只见谢檀伸手摆弄着面前的笔架道:“我念旧。”
“阿檀,让人拿一坛梨花白来,反正你明天休沐,我们两个秉烛夜谈。”崔宴看着谢檀的身影用手撑着下巴道,“正好我向你讨教一下让长辈不催婚的法子。”

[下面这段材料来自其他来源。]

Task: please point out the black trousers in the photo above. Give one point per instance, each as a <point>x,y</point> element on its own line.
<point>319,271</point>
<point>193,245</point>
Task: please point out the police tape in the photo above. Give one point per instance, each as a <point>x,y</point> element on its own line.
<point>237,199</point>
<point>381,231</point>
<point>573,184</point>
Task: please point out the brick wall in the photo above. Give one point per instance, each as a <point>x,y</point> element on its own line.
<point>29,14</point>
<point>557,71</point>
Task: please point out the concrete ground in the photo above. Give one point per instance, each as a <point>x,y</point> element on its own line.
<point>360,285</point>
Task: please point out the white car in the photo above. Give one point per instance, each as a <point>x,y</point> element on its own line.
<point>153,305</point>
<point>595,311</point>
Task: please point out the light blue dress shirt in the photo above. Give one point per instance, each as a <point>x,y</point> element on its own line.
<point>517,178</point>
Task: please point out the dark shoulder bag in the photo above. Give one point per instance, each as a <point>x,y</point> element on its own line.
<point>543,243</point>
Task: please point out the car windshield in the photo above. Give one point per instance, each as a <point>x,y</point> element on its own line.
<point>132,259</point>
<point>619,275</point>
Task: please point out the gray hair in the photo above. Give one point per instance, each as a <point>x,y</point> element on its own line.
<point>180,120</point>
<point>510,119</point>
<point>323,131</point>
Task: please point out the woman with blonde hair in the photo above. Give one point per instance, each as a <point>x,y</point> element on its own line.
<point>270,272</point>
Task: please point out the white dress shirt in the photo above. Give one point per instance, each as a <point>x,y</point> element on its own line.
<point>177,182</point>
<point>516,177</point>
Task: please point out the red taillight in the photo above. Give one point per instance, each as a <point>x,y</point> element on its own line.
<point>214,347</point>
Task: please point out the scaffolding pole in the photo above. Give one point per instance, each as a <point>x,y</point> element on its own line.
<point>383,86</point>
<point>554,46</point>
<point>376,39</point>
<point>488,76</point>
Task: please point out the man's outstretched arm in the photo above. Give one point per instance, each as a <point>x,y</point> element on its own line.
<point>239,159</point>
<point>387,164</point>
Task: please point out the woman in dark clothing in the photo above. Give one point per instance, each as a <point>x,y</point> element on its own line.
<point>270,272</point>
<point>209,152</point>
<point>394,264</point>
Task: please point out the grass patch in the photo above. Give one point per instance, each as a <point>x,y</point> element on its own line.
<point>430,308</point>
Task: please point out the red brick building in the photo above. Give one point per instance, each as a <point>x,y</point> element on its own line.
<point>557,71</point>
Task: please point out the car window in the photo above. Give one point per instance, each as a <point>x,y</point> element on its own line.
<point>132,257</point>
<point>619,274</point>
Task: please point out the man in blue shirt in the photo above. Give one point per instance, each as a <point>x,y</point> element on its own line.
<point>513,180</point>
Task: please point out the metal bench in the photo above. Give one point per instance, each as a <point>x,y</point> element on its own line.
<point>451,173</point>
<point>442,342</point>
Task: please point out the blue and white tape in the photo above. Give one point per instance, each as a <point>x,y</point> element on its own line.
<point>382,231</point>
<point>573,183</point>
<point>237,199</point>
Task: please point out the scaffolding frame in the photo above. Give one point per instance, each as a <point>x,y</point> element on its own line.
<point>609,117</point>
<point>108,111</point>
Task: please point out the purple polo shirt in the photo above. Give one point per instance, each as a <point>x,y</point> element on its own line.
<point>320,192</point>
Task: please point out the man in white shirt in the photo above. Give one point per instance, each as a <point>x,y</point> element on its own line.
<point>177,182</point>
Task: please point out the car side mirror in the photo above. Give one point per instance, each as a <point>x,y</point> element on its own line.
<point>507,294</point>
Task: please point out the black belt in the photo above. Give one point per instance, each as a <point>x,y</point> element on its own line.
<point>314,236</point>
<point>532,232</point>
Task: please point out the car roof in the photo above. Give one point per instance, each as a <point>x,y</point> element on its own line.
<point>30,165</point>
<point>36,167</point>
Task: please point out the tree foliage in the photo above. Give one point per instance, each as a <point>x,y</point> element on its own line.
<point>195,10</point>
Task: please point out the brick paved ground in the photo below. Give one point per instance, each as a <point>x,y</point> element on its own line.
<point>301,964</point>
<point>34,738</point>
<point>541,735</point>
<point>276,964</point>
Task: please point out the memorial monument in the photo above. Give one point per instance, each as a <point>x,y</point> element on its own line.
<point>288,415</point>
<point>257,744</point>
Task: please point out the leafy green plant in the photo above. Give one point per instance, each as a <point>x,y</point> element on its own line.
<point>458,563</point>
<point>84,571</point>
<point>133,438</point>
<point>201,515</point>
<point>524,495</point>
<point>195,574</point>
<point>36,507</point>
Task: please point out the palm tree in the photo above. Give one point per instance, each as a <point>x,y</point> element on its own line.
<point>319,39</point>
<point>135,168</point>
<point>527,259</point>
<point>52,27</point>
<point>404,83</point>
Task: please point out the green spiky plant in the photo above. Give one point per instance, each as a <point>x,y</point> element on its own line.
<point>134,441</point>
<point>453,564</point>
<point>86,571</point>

正在收拾书桌的谢檀愣了一下,然后勾起嘴角道:“好。”
是夜,月色正好,推窗即可看见刚盛开的桃花,下人们送来了梨花白,谢檀和崔宴对饮。
崔宴拿着酒杯神态迷离,他看着谢檀道:“你不成婚,是不喜欢女人吗”
被说中的谢檀:
崔宴看着谢檀沉默又道:“难道是你不行”
谢檀继续沉默:
而谢檀的沉默仿佛坐实了崔宴的猜测,于是他立刻扑到谢檀面前来,伸手拉谢檀的衣服道:“我和你说不要讳疾忌医我是大夫,虽然不是专精男科,但是我比外面的那些大夫高到不知道哪里去了。”
“让我看看”
说完,崔宴继续扒谢檀衣服。
“不要胡闹”谢檀立刻伸手按住了崔宴。
“没有胡闹,我是大夫”崔宴申辩道,“放心好了,只是正常的检查,我不会泄露病人的任何隐私。”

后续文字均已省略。